In Büros herrscht vielfach eine Kultur der Verlogenheit

Im Gegenteil: Es geht ihnen gut, blendend sogar. Ist ja auch logisch: Wenn jemand eine Aufgabe, eine Verantwortung nicht übernimmt, dann erspart er oder sie sich damit erst einmal Aufwand, Stress und Energie – die dann ein anderer aufbringen muss. Denn im Beruf und Leben werden ja meist keine Luxusaufgaben verteilt, auf die man gut und gerne auch verzichten könnte. Dabei ist die Arbeit in vielen Unternehmen nicht weniger, sondern mehr geworden, zum Beispiel wegen der Digitalisierung.

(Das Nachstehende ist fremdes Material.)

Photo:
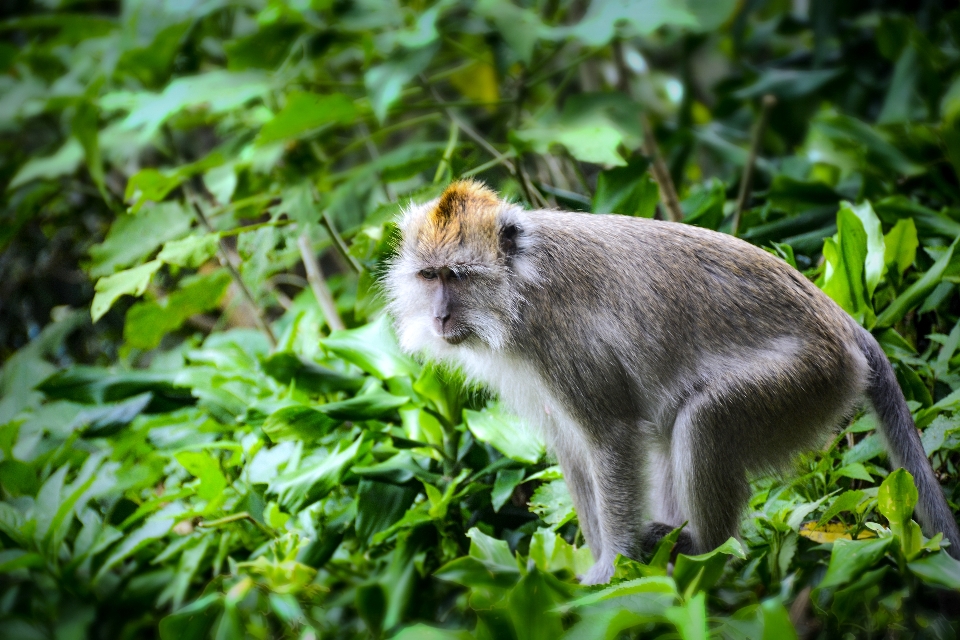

Der amerikanische Forscher Robert Paulsen fand heraus, dass in der Arbeitswelt und insbesondere in deren Büros vielfach eine Kultur der Verlogenheit und Leistungsvermeidung vorherrscht. Viele der Auskunftspersonen seiner Studie gaben an, keinen Sinn in ihrer Arbeit zu sehen und lediglich zur Arbeit oder ins Büro zu gehen, um ihre Rechnungen bezahlen zu können. Man arbeitet, weil man arbeiten muss, nicht um Leistung zu erbringen. Diese Einstellung greift in jüngster Zeit epidemisch um sich.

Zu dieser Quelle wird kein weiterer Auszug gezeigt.